Friday, February 02, 2007

Here come the dubsteppahs

Once a marginal music made by stoned geezer boys in the concrete-coated suburbs of south west London, dubstep has evolved into a worldwide movement run by an ever-increasing army of obsessives. Warm and easy!

Dubstep, some say, should come with a health warning. There’s the hot, ringing ears from a night being assaulted by basslines that rattle inside your cheekbones and the cash that devotees funnel into online record stores like rooted, boomkat or the big daddy, And most dangerously, there’s the overwhelming obsession that can hit when first exposed to the dizzying, hyper-creative, ultra-rich world of dances like dmz and FWD>> and a spectrum of producers who, as well as creating music ranging from proto-ambient 2-step to wobbling bass bangers, can usually found on the dancefloor of the clubs their pals are DJing at. As rudetone, a member of the always informative and frequently laugh-out-loud funny said to a newcomer: “big up for dippin yourself into the dubstep scenage but watch out, you’ll be sucked in before you can say brockout…”

He’s not wrong. The music scene, which grew out of the dark garage offshoot from UK garage – we’re talking producers like Wookie and El-B rather than the glossy soul-pop of acts like SFA and Shanks and Bigfoot – is in serious ascent. It’s happening on a micro level, a fact neatly surmised by some figures: in January 2006 there were 200 members, most of whom knew each other in real life. A year later there are five thousand. “It's a 24/7 experience,” says Bristol’s Tom Peverelist, who runs Rooted Records and the Punch Drunk label. “Because the scene is so open, there's so many ways to get involved, from making beats to designing flyers to running websites and blogs. It's really easy to get involved and it's addictive.”
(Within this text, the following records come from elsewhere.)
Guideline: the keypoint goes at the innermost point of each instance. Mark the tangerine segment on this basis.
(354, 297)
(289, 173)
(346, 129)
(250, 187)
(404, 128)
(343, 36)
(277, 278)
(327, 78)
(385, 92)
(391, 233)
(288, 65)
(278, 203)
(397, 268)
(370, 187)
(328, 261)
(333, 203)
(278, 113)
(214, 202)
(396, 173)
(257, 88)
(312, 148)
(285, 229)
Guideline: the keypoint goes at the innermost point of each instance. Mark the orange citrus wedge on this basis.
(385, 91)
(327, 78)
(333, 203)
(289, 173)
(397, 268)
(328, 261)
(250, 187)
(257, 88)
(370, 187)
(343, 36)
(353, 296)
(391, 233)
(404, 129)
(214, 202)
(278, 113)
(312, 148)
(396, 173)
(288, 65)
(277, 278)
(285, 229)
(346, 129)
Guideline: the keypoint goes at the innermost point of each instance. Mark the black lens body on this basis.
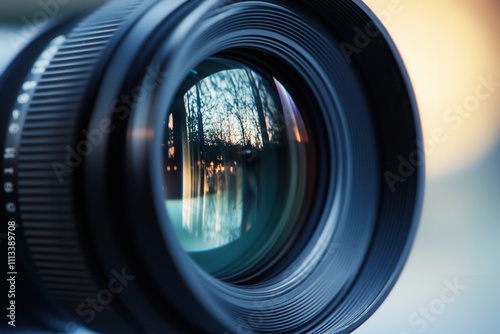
(83, 221)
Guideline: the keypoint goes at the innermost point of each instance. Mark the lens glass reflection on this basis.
(235, 164)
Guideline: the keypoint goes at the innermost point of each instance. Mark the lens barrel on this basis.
(208, 167)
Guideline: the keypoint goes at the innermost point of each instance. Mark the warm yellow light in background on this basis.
(450, 48)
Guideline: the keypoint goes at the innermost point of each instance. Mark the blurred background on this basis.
(452, 52)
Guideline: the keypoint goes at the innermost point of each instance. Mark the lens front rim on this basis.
(175, 63)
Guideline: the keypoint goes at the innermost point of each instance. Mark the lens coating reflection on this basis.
(235, 165)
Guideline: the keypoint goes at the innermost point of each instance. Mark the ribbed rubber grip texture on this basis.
(50, 128)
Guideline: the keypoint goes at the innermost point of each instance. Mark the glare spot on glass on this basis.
(218, 133)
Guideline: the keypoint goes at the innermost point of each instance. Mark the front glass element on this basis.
(235, 165)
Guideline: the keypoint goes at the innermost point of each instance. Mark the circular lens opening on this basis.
(237, 167)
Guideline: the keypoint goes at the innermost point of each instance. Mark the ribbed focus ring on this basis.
(52, 99)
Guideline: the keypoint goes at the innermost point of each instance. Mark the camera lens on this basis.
(236, 165)
(208, 167)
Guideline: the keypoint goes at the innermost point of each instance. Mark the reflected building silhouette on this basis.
(216, 135)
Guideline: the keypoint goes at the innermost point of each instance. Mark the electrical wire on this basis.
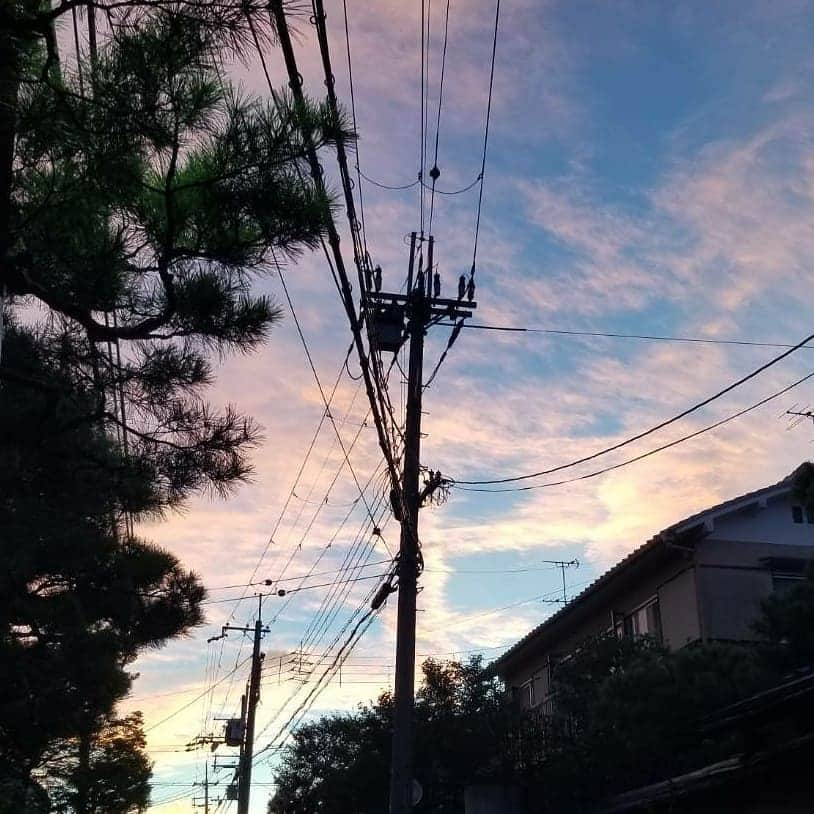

It’s also refreshingly open to newcomers. Although, as Peverelist says, “you’ve have to put in the work and earn those stripes.” The effort required to follow dubstep is reflected in the degree of devotion – and ownership – felt by followers. As with jungle and reggae before it, much of the music remains unreleased and tunes are played for months until they’re made available to the massive. In truth, you can’t really say you’ve heard dubstep until you’ve heard it in context, at a dance. “Hearing it on a solid system is the ultimate way to experience the sound,” says photographer Georgina Cook, who runs the drumzofthesouth blog and is the scene’s top lens girl. “Locking onto Rinse FM allows you to hear the music via the people directly involved with it. They’re very honest stations and the people behind them are not in it for the money, just the music.”
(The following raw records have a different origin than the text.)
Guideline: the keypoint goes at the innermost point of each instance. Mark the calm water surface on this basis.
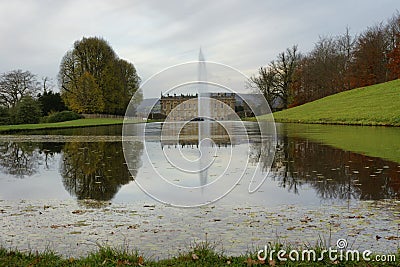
(83, 171)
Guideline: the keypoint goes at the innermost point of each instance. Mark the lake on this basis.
(73, 189)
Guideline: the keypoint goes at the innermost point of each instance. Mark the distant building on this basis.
(185, 107)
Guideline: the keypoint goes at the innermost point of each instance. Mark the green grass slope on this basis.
(372, 105)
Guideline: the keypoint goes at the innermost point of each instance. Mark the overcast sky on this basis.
(153, 35)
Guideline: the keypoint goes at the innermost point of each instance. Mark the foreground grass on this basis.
(202, 255)
(59, 125)
(381, 142)
(372, 105)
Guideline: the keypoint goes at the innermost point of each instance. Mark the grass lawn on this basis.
(199, 256)
(372, 105)
(382, 142)
(65, 124)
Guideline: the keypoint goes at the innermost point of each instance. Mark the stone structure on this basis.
(185, 107)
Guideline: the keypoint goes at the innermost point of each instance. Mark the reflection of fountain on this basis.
(203, 109)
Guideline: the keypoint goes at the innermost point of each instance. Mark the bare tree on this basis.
(16, 84)
(265, 82)
(284, 68)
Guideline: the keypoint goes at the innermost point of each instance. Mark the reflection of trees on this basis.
(96, 170)
(332, 172)
(24, 158)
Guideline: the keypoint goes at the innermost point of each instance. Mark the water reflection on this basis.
(88, 170)
(333, 173)
(95, 170)
(23, 159)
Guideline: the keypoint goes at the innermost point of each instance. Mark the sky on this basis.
(153, 35)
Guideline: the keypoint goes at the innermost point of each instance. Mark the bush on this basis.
(26, 111)
(62, 116)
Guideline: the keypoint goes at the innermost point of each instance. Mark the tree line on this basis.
(335, 64)
(92, 79)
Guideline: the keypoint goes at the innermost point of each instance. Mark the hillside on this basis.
(372, 105)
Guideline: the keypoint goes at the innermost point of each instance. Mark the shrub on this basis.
(62, 116)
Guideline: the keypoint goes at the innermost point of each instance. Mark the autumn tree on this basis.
(16, 84)
(265, 82)
(370, 62)
(86, 97)
(92, 70)
(275, 80)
Dmz’s playful yet heavyweight MC, Sgt Pokes, aka 26-year-old Jody Charles, agrees that exclusivity – that only a handful of DJs will have a tune – helps keep the scene strong. “That’s why you go and see Loefah play, innit? If everyone’s playing the same tunes it’ll get stale, bored. It’s so important that DJs and producers have an identity because of the music they play.”

Skream’s Stella Sessions on Rinse FM are a weekly high point. The hyper-prolific 20-year-old, who comes from Croydon and has been involved with the scene since he was 13, hosts a show that is equal parts fresh new music – he’ll often play new tunes or mixes he finished that day – old-school pirate style shout-outs and loping drunken banter with off-mic mates. Skream, real name Oliver Jones, exemplifies dubstep’s good times wing: he has a can of Stella as his online avatar and subtitles his show ‘crack ‘em!’ But there’s plenty more to check: fellow Croydon boys Benga or Walsh; dmz’s heavyweight label with releases from sonic warrior Loefah, bassline king Coki and dub don Mala; Antisocial Entertainment’s Heny G (who describes their style as “liquid dub, gangsta boogie, funkadelic, sidestep shuffle, tropical juice drinking, booming bass in yr face!”) or Blackmarket’s undisputed master of the decks, Youngsta – and that’s just for starters. And if you forget to stream at the time then there’s always, a resource of mixes, shows and dubstep ephemera created by 18-year-old wunderkind, Deapoh.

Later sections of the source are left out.